Incident.MOOG Product Frequently Asked Questions (FAQ)

What is IT Incident Management?

Incident Management is an IT service management (ITSM) process area. Incident is defined as “an unplanned outage”. The first goal of the incident management process is to restore a normal service operation as quickly as possible and to minimize the impact on business operations, thus ensuring that the best possible levels of service quality and availability are maintained. Incidents that cannot be resolved quickly by the help desk will be assigned to specialist technical support groups. A resolution or work-around should be established as quickly as possible in order to restore the service.

What is IT Event Management (or Manager of Managers)?

Event Management, as defined by ITIL (Information Technology Infrastructure Library), is the process that monitors all events that occur through the IT infrastructure. It allows for normal operation and also detects and escalates exception conditions. An event can be defined as any detectable occurrence that has significance for the management of the IT Infrastructure or the delivery of IT service. An event, if not managed proactively, might develop into an incident, which is an “unplanned outage”.

In recent years, IT Event Management has also been called “Manager of Managers (MoM)”, which attempted to expand from the original domain-focused events such as servers, to all-domain events including applications, servers, databases and networks.

What is IT Operations Analytics?

IT Operations Analytics (ITOA) (also known as Advanced Operational Analytics, or IT Data Analytics) technologies are primarily used to discover complex patterns in high volumes of often “noisy” IT system availability and performance data. Forrester Research defines IT analytics as “The use of mathematical algorithms and other innovations to extract meaningful information from the sea of raw data collected by management and monitoring technologies.” In recent areas, ITOA tools have received a significant interest from IT operations team to improve the overall Event and Incident Management process.

What product does Moogsoft offer?

Moogsoft’s flagship product is Incident.MOOG.

What is Incident.MOOG?

Incident.MOOG is a real-time Manager of Managers (MoM) for IT Ops and DevOps teams to detect, collaborate, and resolve service incidents as they develop and unfold.

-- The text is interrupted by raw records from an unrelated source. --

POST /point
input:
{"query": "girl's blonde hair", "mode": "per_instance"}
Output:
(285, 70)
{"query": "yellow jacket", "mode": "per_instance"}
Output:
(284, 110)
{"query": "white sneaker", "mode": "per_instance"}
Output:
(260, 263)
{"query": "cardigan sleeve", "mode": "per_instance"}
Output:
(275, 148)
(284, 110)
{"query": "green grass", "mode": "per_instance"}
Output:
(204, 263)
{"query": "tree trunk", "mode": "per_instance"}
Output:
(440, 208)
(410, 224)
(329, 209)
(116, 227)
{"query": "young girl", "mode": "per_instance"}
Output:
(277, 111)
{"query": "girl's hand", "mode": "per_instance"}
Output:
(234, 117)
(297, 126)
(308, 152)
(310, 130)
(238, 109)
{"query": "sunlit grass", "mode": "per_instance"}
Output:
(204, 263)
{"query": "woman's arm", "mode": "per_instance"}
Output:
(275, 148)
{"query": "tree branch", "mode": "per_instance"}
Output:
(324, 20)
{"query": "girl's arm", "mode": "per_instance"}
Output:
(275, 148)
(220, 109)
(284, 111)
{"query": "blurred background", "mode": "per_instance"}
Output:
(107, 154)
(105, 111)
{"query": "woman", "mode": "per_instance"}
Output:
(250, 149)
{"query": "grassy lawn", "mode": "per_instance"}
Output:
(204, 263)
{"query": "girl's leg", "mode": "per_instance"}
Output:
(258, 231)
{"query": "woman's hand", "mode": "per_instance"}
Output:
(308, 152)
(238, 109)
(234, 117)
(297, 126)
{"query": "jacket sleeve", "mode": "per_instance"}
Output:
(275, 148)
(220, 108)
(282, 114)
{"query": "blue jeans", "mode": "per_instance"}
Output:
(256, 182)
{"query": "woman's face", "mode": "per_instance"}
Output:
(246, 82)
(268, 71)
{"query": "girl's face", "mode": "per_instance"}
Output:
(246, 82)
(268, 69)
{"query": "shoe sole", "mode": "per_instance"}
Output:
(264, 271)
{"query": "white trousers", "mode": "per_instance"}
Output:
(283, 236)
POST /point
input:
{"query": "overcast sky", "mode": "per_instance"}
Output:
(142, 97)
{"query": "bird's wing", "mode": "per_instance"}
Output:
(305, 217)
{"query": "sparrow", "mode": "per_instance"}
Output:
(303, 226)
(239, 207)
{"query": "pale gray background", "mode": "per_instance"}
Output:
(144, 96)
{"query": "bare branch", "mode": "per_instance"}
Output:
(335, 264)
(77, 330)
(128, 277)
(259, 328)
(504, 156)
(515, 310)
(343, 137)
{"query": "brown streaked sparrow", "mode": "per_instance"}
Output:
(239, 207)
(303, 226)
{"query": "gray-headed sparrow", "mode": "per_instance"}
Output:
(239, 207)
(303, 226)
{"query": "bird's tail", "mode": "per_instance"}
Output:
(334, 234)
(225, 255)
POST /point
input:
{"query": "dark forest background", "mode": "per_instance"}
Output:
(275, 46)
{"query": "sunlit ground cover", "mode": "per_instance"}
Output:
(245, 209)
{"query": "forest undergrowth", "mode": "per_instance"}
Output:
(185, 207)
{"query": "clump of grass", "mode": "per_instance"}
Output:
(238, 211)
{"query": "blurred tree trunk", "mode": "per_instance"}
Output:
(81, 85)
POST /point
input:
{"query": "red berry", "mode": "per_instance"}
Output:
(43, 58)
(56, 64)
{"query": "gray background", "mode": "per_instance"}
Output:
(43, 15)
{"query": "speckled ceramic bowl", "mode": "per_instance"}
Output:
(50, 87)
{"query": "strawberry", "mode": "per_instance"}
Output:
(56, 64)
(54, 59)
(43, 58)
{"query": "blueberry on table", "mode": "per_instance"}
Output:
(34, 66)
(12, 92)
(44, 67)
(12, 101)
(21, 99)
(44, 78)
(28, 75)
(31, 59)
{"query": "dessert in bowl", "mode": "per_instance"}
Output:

Why do I need Moogsoft’s solutions?

If your customers frequently report service incidents before you even know, Moogsoft can help: A top tier web-scale company with hundreds of millions of active users, was able to detect incidents more than 24 hours before corresponding tickets were created by IBM Netcool.

If your business increasingly depends on a dynamic infrastructure, Moogsoft can help: A $450M SaaS company had cut its DevOps time to software release from 14 days to 1 day.

If your IT war room operators are overloaded with “spam” events and don’t know where to look first, Moogsoft can help: A Fortune 100 Manufacturer has cut their raw events from 115 millions a day to 250 actionable situations, with cross-domain causes and impacts presented on a single pane of glass.

How effective is Incident.MOOG?

Based on our results from customer production environments*, Incident.MOOG:

  • Detected outages 12-24 hours before IBM Netcool and similar system;
  • Reduced event to actionable incidents (called situations in Moogsoft) by up to 99.998% after a brief learning/priming, or by 90% with minimal configuration.
  • Identified 100% of actionable issues, of which 30% are usually recurring incidents that can be permanently remediated.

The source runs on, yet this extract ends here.